Among the walkers in the 13.8-mile leg from Cooksville in Howard County to the 6600 block of Baltimore National Pike will be Hamilton's husband of 32 years, Pat.

Hamilton's 23-year-old son, Kevin, walked the first leg of the pilgrimage.

"We hope that it will just show people that there are those who will walk 100 miles to get the point across that we don't want to be forced," said Hamilton, a friend of Lombardi. "We want to challenge the loss of our religious freedom.

"We feel deep down that it's a slippery slope that's taken away freedoms on which this country is built," she said.

Hamilton and her husband did the 100-mile walk in Spain with Lombardi in 2010 but didn't have the time to walk for eight days this year because they have to make preparations for her son's wedding in early August.

Walking such a great distance is a challenge that requires training, Hamilton said, but one worthy of the cause.

"You don't know how you do it, but you just do it," Hamilton said, noting that she and her husband walked three miles a day to train for the pilgrimage in Spain. "Little things along the way will keep them going."

Lombardi said people's kindness has been "snowballing" since he began planning the pilgrimage in early July.

About a dozen priests rejected Lombardi's request to cover his Masses while he went on the pilgrimage, but eventually a priest he didn't know volunteered to fill in for him.

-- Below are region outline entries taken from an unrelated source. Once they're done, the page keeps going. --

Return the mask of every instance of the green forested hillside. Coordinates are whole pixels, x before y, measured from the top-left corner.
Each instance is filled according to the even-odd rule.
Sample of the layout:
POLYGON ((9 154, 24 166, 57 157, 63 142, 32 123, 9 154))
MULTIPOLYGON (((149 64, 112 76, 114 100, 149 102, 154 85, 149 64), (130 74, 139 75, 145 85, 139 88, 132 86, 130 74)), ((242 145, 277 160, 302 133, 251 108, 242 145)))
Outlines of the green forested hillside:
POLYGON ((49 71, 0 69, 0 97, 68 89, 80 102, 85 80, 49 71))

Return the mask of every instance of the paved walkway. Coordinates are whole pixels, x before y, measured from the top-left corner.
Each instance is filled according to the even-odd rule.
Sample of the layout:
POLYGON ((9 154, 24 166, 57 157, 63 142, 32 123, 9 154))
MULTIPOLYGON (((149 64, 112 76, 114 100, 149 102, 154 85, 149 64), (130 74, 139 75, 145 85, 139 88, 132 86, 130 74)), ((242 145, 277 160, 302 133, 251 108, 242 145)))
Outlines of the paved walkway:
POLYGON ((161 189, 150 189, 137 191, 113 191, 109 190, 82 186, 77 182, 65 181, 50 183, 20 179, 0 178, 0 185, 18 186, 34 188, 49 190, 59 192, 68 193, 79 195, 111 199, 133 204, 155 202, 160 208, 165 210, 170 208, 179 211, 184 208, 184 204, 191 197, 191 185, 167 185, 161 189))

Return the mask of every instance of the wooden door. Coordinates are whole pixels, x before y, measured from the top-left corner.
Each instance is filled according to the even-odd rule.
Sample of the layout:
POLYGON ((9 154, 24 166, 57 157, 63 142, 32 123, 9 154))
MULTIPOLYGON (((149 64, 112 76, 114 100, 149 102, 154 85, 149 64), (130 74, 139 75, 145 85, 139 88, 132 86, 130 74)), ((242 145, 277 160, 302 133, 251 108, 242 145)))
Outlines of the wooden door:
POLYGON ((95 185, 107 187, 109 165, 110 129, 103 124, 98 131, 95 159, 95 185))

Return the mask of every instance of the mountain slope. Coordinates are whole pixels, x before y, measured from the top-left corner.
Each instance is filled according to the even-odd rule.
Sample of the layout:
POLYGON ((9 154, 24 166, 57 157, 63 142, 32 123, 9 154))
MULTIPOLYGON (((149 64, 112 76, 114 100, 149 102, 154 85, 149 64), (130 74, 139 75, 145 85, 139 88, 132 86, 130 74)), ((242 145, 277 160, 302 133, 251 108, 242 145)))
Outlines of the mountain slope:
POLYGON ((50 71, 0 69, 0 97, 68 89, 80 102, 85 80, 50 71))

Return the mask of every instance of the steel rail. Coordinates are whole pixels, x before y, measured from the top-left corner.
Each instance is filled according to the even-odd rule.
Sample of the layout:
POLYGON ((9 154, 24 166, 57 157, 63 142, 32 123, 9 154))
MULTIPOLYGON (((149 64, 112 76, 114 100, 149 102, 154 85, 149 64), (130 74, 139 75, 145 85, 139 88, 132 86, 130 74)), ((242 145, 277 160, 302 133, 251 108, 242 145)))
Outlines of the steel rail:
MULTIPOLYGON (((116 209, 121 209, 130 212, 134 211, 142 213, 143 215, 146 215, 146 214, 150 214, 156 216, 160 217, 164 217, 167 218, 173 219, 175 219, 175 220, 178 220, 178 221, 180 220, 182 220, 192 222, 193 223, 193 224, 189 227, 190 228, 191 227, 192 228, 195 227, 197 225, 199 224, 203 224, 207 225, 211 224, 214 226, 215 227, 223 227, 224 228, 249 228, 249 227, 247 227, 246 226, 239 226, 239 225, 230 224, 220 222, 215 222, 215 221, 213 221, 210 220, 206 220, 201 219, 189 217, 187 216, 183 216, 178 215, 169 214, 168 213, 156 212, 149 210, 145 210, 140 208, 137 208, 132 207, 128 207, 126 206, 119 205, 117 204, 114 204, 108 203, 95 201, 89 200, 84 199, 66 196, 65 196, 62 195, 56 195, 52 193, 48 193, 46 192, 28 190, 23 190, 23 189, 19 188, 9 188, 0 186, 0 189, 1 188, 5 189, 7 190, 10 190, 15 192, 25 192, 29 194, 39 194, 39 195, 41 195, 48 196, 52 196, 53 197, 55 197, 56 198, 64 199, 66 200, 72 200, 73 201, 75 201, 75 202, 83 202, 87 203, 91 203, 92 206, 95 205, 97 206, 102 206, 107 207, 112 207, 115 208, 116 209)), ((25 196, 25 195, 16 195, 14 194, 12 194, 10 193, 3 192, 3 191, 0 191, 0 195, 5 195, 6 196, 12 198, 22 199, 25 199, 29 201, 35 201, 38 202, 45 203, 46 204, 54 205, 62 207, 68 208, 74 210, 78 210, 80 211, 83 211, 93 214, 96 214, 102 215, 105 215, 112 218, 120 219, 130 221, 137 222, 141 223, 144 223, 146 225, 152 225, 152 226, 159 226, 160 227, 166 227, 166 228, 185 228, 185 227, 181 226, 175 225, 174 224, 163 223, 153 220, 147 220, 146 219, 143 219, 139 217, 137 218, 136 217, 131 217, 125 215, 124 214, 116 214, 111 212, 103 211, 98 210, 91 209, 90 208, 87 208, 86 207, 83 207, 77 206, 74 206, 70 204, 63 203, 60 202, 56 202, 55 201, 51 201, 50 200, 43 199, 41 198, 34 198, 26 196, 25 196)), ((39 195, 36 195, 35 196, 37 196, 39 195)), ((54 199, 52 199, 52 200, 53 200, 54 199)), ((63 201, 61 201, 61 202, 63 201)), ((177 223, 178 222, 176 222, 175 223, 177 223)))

The group has also received donations of services, such as the professional driver who will transport the pilgrims on their trip, and money.

Pledges for more than $1,000 will go to organizations that directly help the poor, Lombardi said.

"Pilgrimages are a fun adventure," Lombardi said. "You can raise other people's awareness and charity moneys for others."

As the pilgrims walk six hours each day, they will talk, pray, sing and take the opportunity to appreciate their surroundings.

"Toward Baltimore, it's beautiful to observe and appreciate God's creation," Lombardi said. "When you're buzzing by at 65 mph, you can't appreciate it as much."